Tag Archives: #DPTP

What I learned in London…at the DPTP Digital Preservation Workshop!

A few months ago I applied for a scholarship through the DPC Leadership Programme to attend the DPTP 14-16 March course for those working in digital preservation: The Practice of Digital Preservation.

It was a three-day intermediate course for practitioners who wished to broaden their working knowledge and it covered a wide range of tools and information relating to digital preservation and how to apply them practically to their day-to-day work.

The course was hosted in one of the meeting rooms in the Senate House Library of the University of London, a massive Art Deco building in Bloomsbury (I know because I managed to get a bit lost between breaks!).

Senate House, University of London

The course was three full days of workshops that mixed lectures with group exercises and the occasional break. Amazingly this is the last year they’re doing it as a three day course and they’re going to compress it all into a single day next time (though everything they covered was useful, I don’t know what you’d cut to shorten it—lunch maybe?).

Each day had a different theme.

The first was on approaches to digital preservation. This was an overview of various policy frameworks and standards. The most well-known and accepted being OAIS.

No Google, not OASIS!

Oman-Oasis

Oasis, Oman. Taken by Hendrik Dacquin aka loufi and licensed under CC BY 2.0.

After a brief wrestle with Google’s ‘suggestions’ let’s look at this OAIS Model and admire its weirdly green toned but elegant workflow. If you click through to Wikimedia Commons it even has annotations for the acronyms.

OAIS-

After introducing us to various frameworks, the day mostly focused on the ingest and storage aspect of digital preservation. It covered the 3 main approaches (bit-level preservation, emulation and migration) in-depth and discussed the pros and cons of each.

There are many factors to consider when choosing a method and depending on what your main constraint is: money, time or expertise, different approaches will be more suitable for different organisations and collections. Bit-level preservation is the most basic thing you can do. You are mostly hoping that if you ingest the material exactly as it comes, some future archivist (perhaps with pots of money!) will come along and emulate or migrate it in a way that is far beyond what your poor cash strapped institution can handle.

Emulation is when you create or acquire an environment (not the original one that your digital object was created or housed in) to run your digital object in that attempts to recreate its original look and feel.

Migration which probably works best with contemporary or semi-contemporary objects is used to transfer the object into a format that is more future-proof than its current one. This is an option that needs to be considered in the context of the technical constraints and options available. But perhaps you’re not sure what technical constraints you need to consider? Fear not!

These technical constraints were covered in the second day!

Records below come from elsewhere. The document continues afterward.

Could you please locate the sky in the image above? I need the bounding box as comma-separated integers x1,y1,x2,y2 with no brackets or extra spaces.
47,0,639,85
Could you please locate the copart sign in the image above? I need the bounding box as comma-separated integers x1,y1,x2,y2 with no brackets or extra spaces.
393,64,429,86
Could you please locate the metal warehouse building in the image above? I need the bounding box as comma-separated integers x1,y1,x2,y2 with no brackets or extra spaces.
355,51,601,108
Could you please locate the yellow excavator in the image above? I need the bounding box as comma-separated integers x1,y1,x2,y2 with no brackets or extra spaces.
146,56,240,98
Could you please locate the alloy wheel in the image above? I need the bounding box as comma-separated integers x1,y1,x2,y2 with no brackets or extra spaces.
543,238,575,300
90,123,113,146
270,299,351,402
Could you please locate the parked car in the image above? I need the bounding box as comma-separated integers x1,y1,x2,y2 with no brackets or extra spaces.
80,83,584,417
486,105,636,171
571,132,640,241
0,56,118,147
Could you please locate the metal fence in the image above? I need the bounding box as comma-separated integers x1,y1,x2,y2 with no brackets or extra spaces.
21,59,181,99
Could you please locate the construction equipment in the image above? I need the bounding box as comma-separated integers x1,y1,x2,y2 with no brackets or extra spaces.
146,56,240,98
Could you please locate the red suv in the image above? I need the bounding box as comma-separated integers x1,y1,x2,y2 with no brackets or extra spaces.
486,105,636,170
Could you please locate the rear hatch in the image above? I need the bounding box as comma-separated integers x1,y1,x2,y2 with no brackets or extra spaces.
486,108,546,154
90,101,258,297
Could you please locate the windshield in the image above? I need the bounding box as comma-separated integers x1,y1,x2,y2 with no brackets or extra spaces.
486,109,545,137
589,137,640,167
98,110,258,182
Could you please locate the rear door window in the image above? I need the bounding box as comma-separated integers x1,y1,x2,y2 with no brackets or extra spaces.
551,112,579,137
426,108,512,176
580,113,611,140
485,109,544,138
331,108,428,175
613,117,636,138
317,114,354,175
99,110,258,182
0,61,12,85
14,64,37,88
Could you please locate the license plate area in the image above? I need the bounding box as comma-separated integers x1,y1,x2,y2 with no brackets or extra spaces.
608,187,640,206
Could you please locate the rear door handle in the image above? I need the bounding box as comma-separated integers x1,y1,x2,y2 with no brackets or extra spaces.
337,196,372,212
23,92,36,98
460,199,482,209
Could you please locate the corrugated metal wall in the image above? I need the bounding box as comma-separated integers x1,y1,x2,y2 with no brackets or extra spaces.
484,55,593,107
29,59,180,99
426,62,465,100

This day was on ingestion and it covered file formats, useful tools and several metadata schemas. I’ve probably exhausted you with my very thorough explanation of the first day’s content (also I’d like to leave a bit of mystery for you) so I will just say that there are a lot of file formats and what makes them appealing to the end user can often be the same thing that makes a digital preservationist (ME) tear her hair out.

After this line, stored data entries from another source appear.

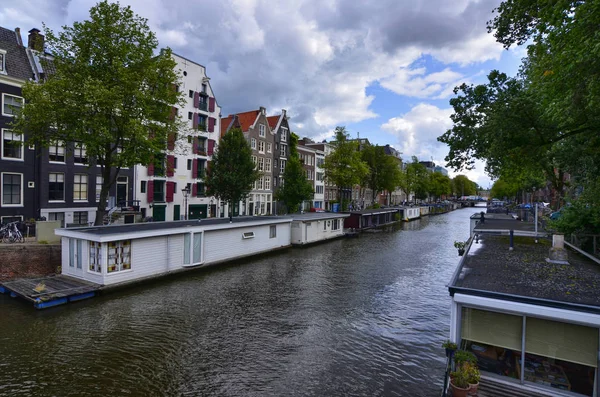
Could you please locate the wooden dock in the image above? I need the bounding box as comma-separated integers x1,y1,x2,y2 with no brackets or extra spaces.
0,275,99,309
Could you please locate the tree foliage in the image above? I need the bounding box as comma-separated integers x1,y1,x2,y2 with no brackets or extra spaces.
205,128,259,221
405,157,429,201
439,0,600,214
452,175,477,197
428,172,452,200
360,145,402,202
323,127,369,207
12,1,183,225
275,133,314,213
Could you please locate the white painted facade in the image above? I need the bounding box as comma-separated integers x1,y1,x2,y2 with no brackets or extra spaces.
134,53,222,222
400,207,421,221
290,213,349,245
57,218,292,286
419,206,430,216
313,150,325,209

Thus those interested in preserving digital content have had to  develop (or beg and borrow!) a variety of tools to read, copy, preserve, capture metadata and what have you. They have also spent a lot of time thinking about (and disagreeing over) what to do with these materials and information. From these discussions have emerged various schemata to make these digital objects more…tractable and orderly (haha). They have various fun acronyms (METS, PREMIS, need I go on?) and each has its own proponents but I think everyone is in agreement that metadata is a good thing and XML is even better because it makes that metadata readable by your average human as well as your average computer! A very important thing when you’re wondering what the hell you ingested two months ago that was helpfully name bobsfile1.rtf or something equally descriptive.

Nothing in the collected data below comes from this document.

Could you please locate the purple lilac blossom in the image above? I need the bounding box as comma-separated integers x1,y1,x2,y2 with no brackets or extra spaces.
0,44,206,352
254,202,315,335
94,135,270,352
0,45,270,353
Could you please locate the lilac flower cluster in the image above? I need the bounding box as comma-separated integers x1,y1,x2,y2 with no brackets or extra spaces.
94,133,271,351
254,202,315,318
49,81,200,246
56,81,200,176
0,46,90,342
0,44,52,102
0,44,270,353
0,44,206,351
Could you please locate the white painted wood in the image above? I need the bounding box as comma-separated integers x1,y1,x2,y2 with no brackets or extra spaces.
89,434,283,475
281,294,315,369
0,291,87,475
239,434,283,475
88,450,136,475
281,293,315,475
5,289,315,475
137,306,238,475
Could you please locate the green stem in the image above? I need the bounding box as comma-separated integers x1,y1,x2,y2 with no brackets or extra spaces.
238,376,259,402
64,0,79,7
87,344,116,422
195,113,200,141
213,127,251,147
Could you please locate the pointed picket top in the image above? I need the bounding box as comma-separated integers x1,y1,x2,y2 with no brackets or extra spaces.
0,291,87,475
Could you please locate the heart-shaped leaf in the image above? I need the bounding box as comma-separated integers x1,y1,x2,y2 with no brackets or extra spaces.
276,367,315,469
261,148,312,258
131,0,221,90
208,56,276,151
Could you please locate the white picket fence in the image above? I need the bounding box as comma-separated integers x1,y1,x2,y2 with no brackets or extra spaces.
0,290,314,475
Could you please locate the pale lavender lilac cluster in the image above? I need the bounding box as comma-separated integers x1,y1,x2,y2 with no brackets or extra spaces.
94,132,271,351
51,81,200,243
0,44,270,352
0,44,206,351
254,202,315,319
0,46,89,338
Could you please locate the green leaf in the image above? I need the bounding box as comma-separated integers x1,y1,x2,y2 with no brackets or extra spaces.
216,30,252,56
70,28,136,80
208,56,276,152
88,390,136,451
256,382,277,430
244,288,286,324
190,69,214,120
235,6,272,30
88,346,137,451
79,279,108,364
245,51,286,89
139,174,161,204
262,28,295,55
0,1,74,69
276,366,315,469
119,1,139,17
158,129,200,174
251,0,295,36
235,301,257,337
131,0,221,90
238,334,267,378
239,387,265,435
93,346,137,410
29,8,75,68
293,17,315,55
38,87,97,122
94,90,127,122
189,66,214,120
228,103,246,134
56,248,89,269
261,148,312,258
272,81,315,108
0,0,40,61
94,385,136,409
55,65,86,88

The final day was on different strategies for tackling the preservation of more complex born-digital objects such as emails and databases (protip: it’s hard!) and providing access to said objects. This led to a roundup of different and interesting ways institutions are using digital content to engage readers.

There’s a lot of exciting work in this field, such as Stanford University’s ePADD Discovery:

ePADD

Which allows you to explore the email archives of a collection in a user-friendly (albeit slow) interface. It also has links to the more traditional finding aids and catalogue records that you’d expect of an archive.

Or the Wellcome Library’s digital player developed by DigiratiMendel

Which lets you view digital and digitised content in a single integrated system. This includes, cover-to-cover books, as pictured above, archives, artwork, videos, audio files and more!

Everyone should check it out, it’s pretty cool and freely available for others to use. There were many others that I haven’t covered but these really stood out.

It was an intense but interesting three days and I enjoyed sharing my experiences with the other archivists and research data managers who came to attend this workshop. I think it was a good mix of theory and practical knowledge and will certainly help me in the future. Also I have to say Ed Pinsent and Steph Taylor did a great job!